Friday 28 July 2017

General 'considered buying United'

Burma's ruling general considered buying Manchester United, according to new WikiLeaks memos
Burma's ruling general considered buying Manchester United, according to new WikiLeaks memos

Burma's ruling general considered buying Manchester United for a billion dollars after his football-loving grandson asked for it, according to new WikiLeaks memos.

But he decided instead to establish the country's own professional football league.

Several Burmese businessmen felt that the ruling junta wanted to establish the Burma National Football League to distract people from the country's political and economic problems, according to a cable from the US embassy in Rangoon. Burma is one of the region's poorest countries and has been under military rule since 1962.

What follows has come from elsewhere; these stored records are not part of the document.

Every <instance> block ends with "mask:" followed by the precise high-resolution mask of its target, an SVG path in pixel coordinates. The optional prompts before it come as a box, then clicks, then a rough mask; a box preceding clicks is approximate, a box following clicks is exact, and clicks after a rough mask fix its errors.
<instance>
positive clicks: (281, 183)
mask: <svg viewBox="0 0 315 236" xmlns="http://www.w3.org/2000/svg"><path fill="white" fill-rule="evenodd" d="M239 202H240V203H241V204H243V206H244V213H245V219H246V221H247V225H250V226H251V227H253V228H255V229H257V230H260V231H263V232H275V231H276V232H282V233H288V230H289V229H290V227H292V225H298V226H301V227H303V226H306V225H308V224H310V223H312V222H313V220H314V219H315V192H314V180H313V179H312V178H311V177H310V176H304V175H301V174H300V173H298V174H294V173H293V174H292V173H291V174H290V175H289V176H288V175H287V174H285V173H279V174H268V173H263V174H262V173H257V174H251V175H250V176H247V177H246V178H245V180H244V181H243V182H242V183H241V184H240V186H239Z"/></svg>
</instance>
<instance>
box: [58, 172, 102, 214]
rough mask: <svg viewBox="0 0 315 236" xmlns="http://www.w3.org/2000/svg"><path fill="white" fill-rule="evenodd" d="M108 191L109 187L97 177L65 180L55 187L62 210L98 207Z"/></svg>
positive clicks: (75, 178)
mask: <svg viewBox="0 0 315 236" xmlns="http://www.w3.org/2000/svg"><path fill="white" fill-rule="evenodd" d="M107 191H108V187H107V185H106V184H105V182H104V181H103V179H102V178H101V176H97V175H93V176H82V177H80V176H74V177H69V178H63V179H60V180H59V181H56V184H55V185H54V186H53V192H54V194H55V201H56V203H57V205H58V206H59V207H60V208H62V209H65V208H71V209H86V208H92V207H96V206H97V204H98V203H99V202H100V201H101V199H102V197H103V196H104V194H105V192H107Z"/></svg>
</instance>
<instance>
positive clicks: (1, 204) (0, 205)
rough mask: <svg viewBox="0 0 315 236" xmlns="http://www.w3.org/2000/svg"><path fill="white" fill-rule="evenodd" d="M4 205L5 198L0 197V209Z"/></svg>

The June 2009 memo said local tycoons were pressured into funding the venture, but were also given incentives such as construction contracts, new gem mines and import permits.

It said a "well-connected source" reported that General Than Shwe's grandson wanted him to offer a billion dollars for Manchester United, but that the junta chief "thought that sort of expenditure could look bad, so he opted to create for Burma a league of its own".

The cable said another top junta official told several local tycoons that Than Shwe had chosen them to be the owners of the new football teams, with responsibility for all costs, including the construction of expensive new stadiums.

A source, whose name was deleted from the cable, explained that "when the Senior General asks someone to do something, you do it with no complaints," but added that the incentives offered to several businessmen would more than offset their costs.

The cable said several of the embassy's contacts had commented that the new league "may be a way for the regime to distract the people from ongoing political and economic problems, or to divert their attention from criticism of the upcoming 2010 elections".

Burma held its first general elections in two decades on November 7. Critics said the polls were manipulated to ensure that a pro-military party won.